会社員であれば年末年始の10日程度、学生ならば冬休みの15日程度が「連休」の相場。ところが、『人は2000連休を与えられるとどうなるのか?』の著者・上田啓太氏は、結果的に6年間、驚異の2000連休以上を過ごしました。
あまりに長い連休の間に、人間の感情や身体はどのように変化していくのか。同書より一部抜粋、再構成してお届けします。
連休中のある日、ネットの文章を読みことに疲れた著者は、言葉の断食を始めてみることに。ネット、読書はおろか、一切の文字を読むことを禁止された生活は、人に何をもたらすのか。2000連休中ならではの克明なドキュメント。

文字を読むことをやめてみる

しばらくネットを見る頻度を減らしてみた。

ネット空間には雑多な文があふれており、雑多であるがゆえに好きだったのだが、物置居住後はネットにあふれる大量の言葉に疲れていた。単純にネットを見る時間が増大したからかもしれない。スマホの普及によって書き込む人間の数が大幅に増えて、いよいよネットに断片的な言葉が増えてきたこともあるかもしれない。

ネットは書き込まれたものがそのまま載るし、よほどのことがないと削除もされない。ジャンクな言葉がたくさんある。さわると糸を引きそうな文章にふれてうんざりする。怨念がビュッと顔にかかるのも嫌だ。

アマゾンのレビューを見ていて、不意打ちのように生々しい憎悪に出くわして驚くこともある。それは、「私はこの作者に親友を殺されたので評価が厳しくなりましたが」と最後に書かれていないと納得がいかないほどの強い憎悪で、無関係な自分がしばらく落ち込む。

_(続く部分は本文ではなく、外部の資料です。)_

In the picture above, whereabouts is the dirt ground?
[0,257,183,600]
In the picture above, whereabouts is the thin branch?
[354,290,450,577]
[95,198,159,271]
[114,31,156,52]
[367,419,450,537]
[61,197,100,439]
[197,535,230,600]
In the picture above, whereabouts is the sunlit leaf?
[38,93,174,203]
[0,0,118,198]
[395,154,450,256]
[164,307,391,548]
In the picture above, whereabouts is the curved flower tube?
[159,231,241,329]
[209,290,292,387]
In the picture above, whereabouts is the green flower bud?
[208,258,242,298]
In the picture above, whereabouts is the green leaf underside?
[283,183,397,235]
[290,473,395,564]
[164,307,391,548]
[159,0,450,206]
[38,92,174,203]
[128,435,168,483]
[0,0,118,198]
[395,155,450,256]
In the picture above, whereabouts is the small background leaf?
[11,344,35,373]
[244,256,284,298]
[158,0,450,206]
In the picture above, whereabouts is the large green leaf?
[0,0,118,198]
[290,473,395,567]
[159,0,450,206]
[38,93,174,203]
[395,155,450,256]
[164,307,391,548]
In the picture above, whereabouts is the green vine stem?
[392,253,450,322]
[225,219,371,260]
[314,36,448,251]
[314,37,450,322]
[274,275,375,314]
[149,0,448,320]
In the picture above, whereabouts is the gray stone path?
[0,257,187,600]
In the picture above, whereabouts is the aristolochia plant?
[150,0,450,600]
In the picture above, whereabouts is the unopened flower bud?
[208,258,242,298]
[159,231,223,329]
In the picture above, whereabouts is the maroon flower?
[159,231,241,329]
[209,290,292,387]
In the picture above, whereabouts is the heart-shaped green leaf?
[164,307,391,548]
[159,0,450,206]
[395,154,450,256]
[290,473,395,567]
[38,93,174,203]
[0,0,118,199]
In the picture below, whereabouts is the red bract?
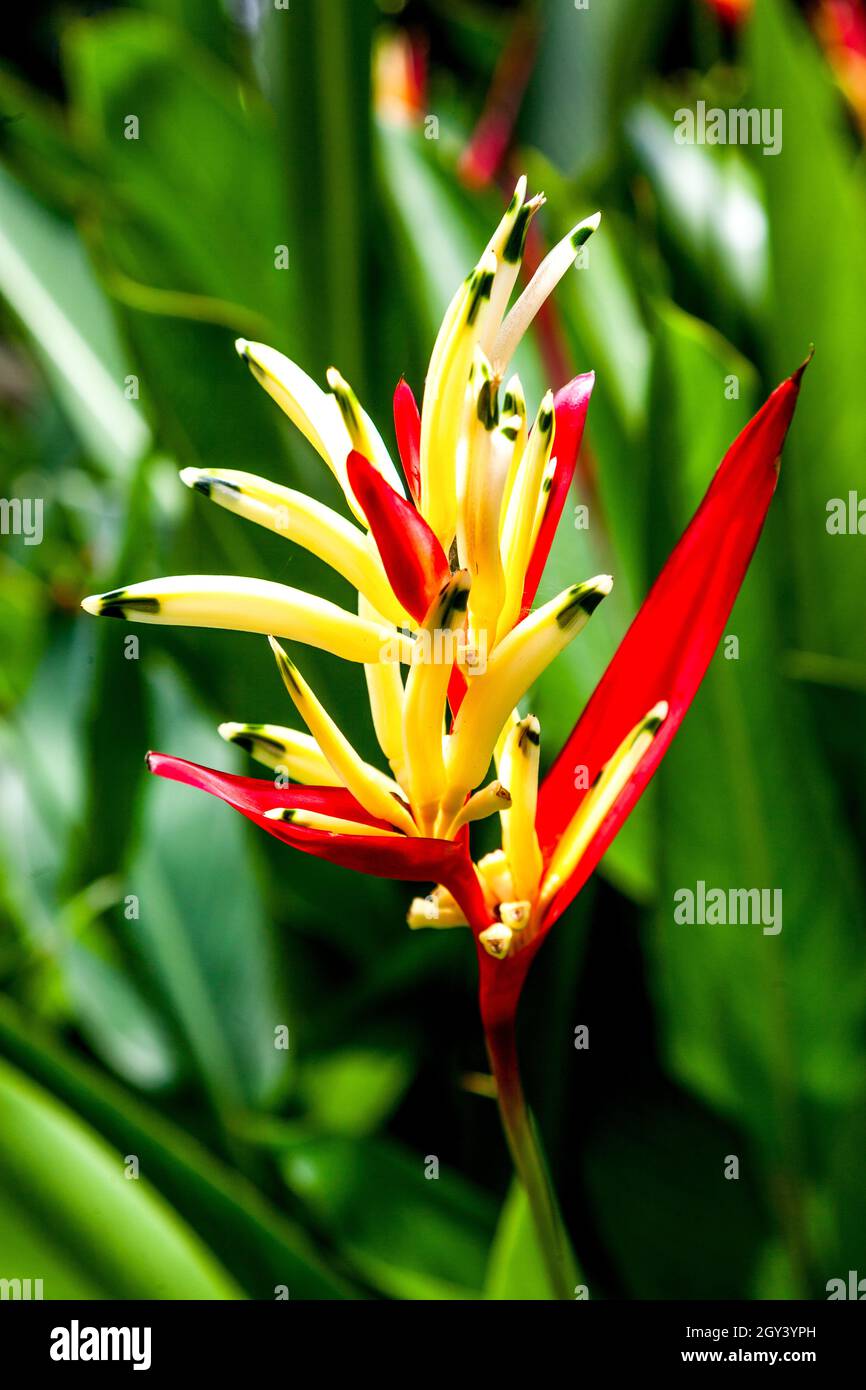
[346,450,450,623]
[393,377,421,506]
[478,363,806,1030]
[146,752,487,924]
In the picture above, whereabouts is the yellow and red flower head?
[83,179,803,1034]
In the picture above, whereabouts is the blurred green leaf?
[0,998,352,1298]
[584,1095,767,1298]
[299,1048,413,1138]
[0,1062,239,1298]
[520,0,671,177]
[484,1179,556,1300]
[746,0,866,659]
[0,168,149,474]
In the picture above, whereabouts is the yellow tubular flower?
[406,885,468,930]
[499,391,556,637]
[499,375,527,535]
[436,778,512,840]
[478,849,514,908]
[537,701,667,917]
[491,213,602,375]
[502,714,544,900]
[81,574,413,664]
[420,252,496,544]
[181,468,406,623]
[442,574,613,820]
[264,806,400,840]
[478,175,545,354]
[268,637,417,835]
[357,595,405,783]
[235,338,366,511]
[403,570,470,835]
[217,723,343,787]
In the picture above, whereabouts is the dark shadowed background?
[0,0,866,1298]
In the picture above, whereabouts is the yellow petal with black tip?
[491,213,602,374]
[82,574,413,662]
[181,468,406,623]
[499,391,556,637]
[442,574,613,816]
[443,778,512,840]
[403,570,470,834]
[268,637,417,835]
[537,701,667,915]
[502,714,544,902]
[420,252,496,553]
[264,806,403,840]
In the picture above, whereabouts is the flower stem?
[487,1017,577,1300]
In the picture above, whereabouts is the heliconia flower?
[83,178,805,1289]
[706,0,755,26]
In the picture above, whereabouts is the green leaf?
[281,1138,493,1298]
[0,1062,240,1298]
[484,1179,556,1300]
[0,168,149,475]
[0,997,353,1298]
[297,1047,414,1138]
[125,666,291,1120]
[746,0,866,659]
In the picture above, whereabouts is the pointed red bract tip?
[147,753,489,930]
[346,449,450,623]
[393,377,421,506]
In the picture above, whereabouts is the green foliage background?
[0,0,866,1298]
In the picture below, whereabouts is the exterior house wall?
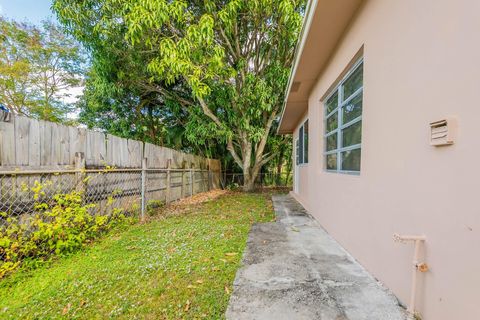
[295,0,480,320]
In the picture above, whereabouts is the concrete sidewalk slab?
[226,195,406,320]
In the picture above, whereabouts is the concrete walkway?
[226,195,406,320]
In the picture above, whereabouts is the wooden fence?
[0,111,220,176]
[0,111,221,219]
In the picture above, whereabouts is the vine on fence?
[0,181,134,279]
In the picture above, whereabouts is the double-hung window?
[296,119,308,165]
[324,60,363,173]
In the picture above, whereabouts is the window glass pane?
[295,139,300,164]
[327,133,337,151]
[343,65,363,100]
[327,112,338,133]
[327,153,337,170]
[298,126,303,163]
[342,93,363,124]
[303,120,308,163]
[342,149,362,171]
[342,121,362,147]
[325,93,338,114]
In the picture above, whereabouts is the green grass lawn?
[0,193,273,319]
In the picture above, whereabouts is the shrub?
[0,181,130,279]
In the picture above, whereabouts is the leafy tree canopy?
[54,0,305,190]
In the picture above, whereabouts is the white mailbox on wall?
[430,117,457,147]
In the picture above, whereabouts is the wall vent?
[430,117,457,146]
[290,81,300,92]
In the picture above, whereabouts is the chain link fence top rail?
[0,168,220,279]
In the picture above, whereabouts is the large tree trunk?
[243,168,257,192]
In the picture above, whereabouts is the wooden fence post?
[190,164,195,196]
[165,159,172,204]
[74,152,85,193]
[140,158,147,221]
[207,164,212,191]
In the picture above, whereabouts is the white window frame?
[295,119,310,166]
[323,58,363,175]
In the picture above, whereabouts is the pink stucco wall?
[295,0,480,320]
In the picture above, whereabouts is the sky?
[0,0,55,24]
[0,0,83,109]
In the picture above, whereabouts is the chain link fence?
[0,168,220,279]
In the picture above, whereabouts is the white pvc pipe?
[393,234,427,319]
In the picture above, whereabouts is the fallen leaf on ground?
[62,303,72,315]
[225,252,238,257]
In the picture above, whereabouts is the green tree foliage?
[0,17,85,121]
[54,0,305,190]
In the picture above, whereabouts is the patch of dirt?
[151,189,232,219]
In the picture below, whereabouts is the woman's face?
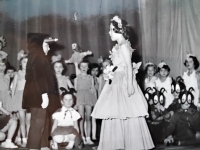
[102,61,110,69]
[109,23,119,41]
[160,68,169,77]
[54,62,64,74]
[21,58,28,70]
[0,62,6,73]
[186,58,194,69]
[91,68,99,77]
[42,42,50,55]
[147,66,155,77]
[80,63,88,73]
[62,94,73,108]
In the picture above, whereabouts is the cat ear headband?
[51,55,61,63]
[17,50,28,60]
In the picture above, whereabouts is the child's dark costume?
[22,33,61,149]
[166,108,200,145]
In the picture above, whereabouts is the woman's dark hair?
[184,56,199,70]
[145,64,157,74]
[78,60,90,69]
[158,65,170,73]
[19,56,28,70]
[111,19,138,46]
[88,63,100,76]
[51,59,67,75]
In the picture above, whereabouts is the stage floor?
[0,144,200,150]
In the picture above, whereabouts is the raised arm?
[121,44,134,96]
[11,74,18,97]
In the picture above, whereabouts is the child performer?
[155,62,174,108]
[51,87,82,149]
[12,50,31,147]
[149,88,172,144]
[183,54,200,108]
[0,101,17,148]
[164,88,200,145]
[89,63,100,140]
[98,58,111,95]
[144,62,157,92]
[0,51,13,111]
[51,55,74,94]
[75,61,97,144]
[65,43,92,75]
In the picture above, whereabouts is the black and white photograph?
[0,0,200,150]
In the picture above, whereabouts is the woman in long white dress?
[92,16,154,150]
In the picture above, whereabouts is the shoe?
[1,141,18,148]
[21,138,27,147]
[86,137,94,145]
[82,137,87,145]
[15,137,22,145]
[65,141,74,149]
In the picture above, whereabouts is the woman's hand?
[128,85,135,97]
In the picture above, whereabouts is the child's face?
[181,102,190,109]
[0,63,6,73]
[102,61,110,69]
[147,66,155,77]
[186,58,194,69]
[91,68,99,77]
[160,68,169,77]
[6,69,14,78]
[80,63,88,73]
[21,58,28,70]
[62,94,74,108]
[54,62,64,74]
[42,42,50,55]
[109,23,119,41]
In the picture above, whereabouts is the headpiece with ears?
[144,87,153,105]
[17,50,28,60]
[60,87,76,99]
[158,60,167,69]
[171,76,186,94]
[152,87,166,106]
[51,55,61,63]
[179,87,194,104]
[0,36,6,49]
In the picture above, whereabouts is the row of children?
[144,54,200,145]
[0,39,110,149]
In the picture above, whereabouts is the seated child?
[148,88,171,144]
[65,43,92,75]
[51,87,83,149]
[164,88,200,145]
[0,101,17,148]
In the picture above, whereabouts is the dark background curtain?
[0,0,141,75]
[138,0,200,77]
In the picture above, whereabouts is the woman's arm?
[121,44,134,96]
[11,74,18,97]
[67,79,74,88]
[98,75,103,95]
[74,121,79,132]
[51,119,58,133]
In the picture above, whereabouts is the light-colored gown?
[91,41,154,150]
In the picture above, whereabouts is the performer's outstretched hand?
[128,85,135,97]
[41,93,49,109]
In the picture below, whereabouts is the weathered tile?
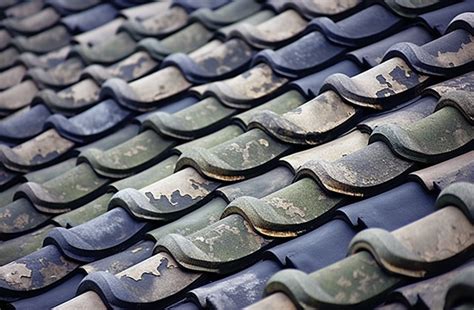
[0,246,78,299]
[120,1,170,21]
[176,129,290,181]
[0,225,54,266]
[417,1,474,34]
[348,26,434,68]
[424,72,474,98]
[101,67,191,111]
[121,6,188,40]
[370,99,474,164]
[192,64,288,109]
[148,197,227,241]
[223,178,344,238]
[46,0,100,15]
[266,184,474,307]
[0,46,20,70]
[162,39,254,83]
[0,198,51,239]
[233,90,306,128]
[44,208,152,262]
[336,182,436,232]
[280,130,369,172]
[0,129,74,172]
[61,3,119,33]
[9,273,86,309]
[110,155,178,191]
[26,57,84,87]
[4,0,43,18]
[157,214,273,273]
[254,5,402,78]
[386,0,447,17]
[18,45,71,68]
[173,125,244,154]
[229,10,308,48]
[173,0,230,13]
[384,25,474,76]
[15,163,110,214]
[0,105,51,142]
[81,52,158,84]
[188,260,286,309]
[410,151,474,191]
[298,141,414,196]
[445,267,474,308]
[357,96,437,133]
[217,166,293,202]
[215,10,275,39]
[250,91,363,145]
[286,60,362,99]
[0,80,38,115]
[81,241,154,274]
[76,253,203,309]
[78,130,176,178]
[190,0,262,29]
[0,65,26,90]
[72,17,125,46]
[143,97,237,140]
[137,23,213,60]
[35,79,100,115]
[3,8,61,35]
[389,262,474,309]
[52,193,113,228]
[45,99,133,143]
[110,168,220,221]
[12,25,71,54]
[323,54,429,110]
[0,29,12,50]
[71,32,136,64]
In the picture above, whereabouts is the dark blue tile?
[337,182,436,230]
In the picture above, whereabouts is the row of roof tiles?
[0,1,474,308]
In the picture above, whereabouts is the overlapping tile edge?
[0,1,474,308]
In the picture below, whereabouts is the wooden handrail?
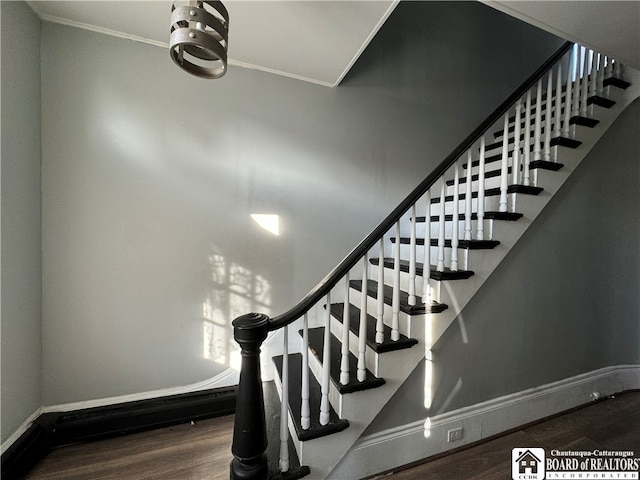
[268,42,573,331]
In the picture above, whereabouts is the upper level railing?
[231,42,620,479]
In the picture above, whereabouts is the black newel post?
[231,313,269,480]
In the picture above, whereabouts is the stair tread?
[529,160,564,172]
[300,327,385,394]
[569,115,600,128]
[587,95,616,108]
[331,303,418,353]
[349,280,449,315]
[262,380,310,480]
[431,184,544,204]
[603,77,631,90]
[416,211,523,223]
[273,353,349,441]
[370,258,474,280]
[391,237,500,250]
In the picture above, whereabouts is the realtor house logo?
[511,448,545,480]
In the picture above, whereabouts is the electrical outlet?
[447,427,462,442]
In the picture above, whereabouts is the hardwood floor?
[26,392,640,480]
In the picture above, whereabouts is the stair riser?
[331,317,386,376]
[309,344,344,418]
[350,289,417,338]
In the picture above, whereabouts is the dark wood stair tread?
[300,327,385,394]
[391,237,500,250]
[416,211,523,223]
[529,160,564,172]
[550,135,582,148]
[602,77,631,90]
[331,303,418,353]
[273,353,349,441]
[349,280,449,315]
[370,258,474,280]
[569,115,600,128]
[262,380,310,480]
[587,95,616,108]
[446,167,513,187]
[431,185,544,200]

今の生活で危険だと気づいたのは、ネット以外の人間関係が極端に薄まった結果、こうした悪意への抵抗力が弱まり、ネットの言葉とうまく距離を取れなくなってきたことだ。ネットの悪意に飲み込まれる。どこかで読んで嫌だなと感じた言葉が、ふとしたときに自分の口から出てきていると気づくと焦る。